I ask you to put your prejudices aside and let me introduce you to the friendly and powerful regex I know. Let's start with the basics.
What is a regex?
A regex is a string that matches a pattern of text. In most programming languages you surround the string with forward slashes so it is recognized and treated as a regex. /foo/
, /[0-9]+\.[0-9]+/
and /(0[1-9]|1[0-2])/(0[1-9]|[12][0-9]|3[01])/\d{4}/
are valid regular expressions. The first matches the sequence of characters 'foo', the second matches decimal numbers, and the third - dates.
When to use a regex?
Regular expressions are used when you need to find, replace, split or validate strings. These tasks are so essential that all the major programming languages have a built-in regex engine.
How to use a regex?
The capabilities of regular expressions are vast and we only go through the basics in this article. You can find more sophisticated use-cases and examples {{here}}.

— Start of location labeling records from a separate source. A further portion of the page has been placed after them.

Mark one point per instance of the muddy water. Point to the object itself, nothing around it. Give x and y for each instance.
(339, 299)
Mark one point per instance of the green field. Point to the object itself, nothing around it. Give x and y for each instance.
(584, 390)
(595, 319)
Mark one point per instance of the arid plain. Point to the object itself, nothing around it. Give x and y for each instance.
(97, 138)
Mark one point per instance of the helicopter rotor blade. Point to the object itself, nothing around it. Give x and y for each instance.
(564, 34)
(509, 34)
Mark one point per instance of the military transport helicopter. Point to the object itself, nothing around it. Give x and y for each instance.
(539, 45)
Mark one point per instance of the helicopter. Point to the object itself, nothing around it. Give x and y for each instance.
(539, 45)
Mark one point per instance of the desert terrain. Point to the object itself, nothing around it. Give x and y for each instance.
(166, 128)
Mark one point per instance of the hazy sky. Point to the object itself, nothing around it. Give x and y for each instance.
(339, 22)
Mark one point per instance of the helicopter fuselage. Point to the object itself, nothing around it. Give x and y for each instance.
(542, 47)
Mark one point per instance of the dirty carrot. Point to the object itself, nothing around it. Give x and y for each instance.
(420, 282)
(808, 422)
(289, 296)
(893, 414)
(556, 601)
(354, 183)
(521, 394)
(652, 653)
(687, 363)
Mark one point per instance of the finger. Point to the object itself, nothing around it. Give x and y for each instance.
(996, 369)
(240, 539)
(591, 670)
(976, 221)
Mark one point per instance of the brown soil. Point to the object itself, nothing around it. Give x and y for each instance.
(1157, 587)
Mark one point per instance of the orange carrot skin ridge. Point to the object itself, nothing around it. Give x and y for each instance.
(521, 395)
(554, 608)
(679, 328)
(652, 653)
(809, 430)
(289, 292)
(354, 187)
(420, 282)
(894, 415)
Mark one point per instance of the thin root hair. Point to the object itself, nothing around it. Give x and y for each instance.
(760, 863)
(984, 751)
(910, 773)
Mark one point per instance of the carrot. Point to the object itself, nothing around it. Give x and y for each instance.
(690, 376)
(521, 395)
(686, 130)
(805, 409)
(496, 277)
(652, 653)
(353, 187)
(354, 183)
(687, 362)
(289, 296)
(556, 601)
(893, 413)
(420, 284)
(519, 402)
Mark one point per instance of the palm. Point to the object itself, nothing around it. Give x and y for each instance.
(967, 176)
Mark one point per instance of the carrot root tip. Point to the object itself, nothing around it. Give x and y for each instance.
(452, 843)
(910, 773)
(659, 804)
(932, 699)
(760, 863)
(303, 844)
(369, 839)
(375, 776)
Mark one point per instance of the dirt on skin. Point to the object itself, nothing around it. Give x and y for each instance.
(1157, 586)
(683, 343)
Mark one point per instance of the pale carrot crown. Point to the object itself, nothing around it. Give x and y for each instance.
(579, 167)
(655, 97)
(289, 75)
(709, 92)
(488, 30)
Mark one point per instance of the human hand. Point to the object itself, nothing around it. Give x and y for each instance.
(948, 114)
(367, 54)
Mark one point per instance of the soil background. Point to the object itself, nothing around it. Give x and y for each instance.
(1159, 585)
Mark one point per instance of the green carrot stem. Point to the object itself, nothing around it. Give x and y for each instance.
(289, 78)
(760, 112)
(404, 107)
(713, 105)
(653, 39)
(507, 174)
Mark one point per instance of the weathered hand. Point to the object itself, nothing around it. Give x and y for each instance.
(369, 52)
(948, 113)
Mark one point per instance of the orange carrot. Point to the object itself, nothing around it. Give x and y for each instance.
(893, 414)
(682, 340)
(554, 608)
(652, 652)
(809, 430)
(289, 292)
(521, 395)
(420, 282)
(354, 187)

Most characters, like letters and numbers, match themselves. Creating a regex composed of only alphanumerical characters will be no different than looking for a substring - a function present in the standard library of modern languages. In order to unlock the full potential of regular expressions, we add a little bit of special syntax in the form of quantifiers, tokens, anchors, and groups.
Quantifiers
Quantifiers are symbols that indicate how many times a given character should be matched.
Examples: ?, *, +, ...
Cheatsheet
a? - matches one or zero of a a* - matches zero or more of a a+ - matches one or more of a a{1} - matches exactly one of a a{1,3} - matches one, two, or three of a a{1,} - matches at least one of a
Examples
Lets's have a test sentence: Son, it's too soon for you to drink alcohol
,and the goal to match both son
and soon
.
We can write the following regular expressions that will do the trick
/so{1,2}n/
- there are either 1 or 2 "o"s -/soo?n/
- the second "o" is optional -/soo{0,1}n/
- the second "o" is an optional alternative
Tokens
Tokens generally start with a backslash \
and represent a single or a group of characters. They also provide a way for matching the special characters that are part of the regex syntax.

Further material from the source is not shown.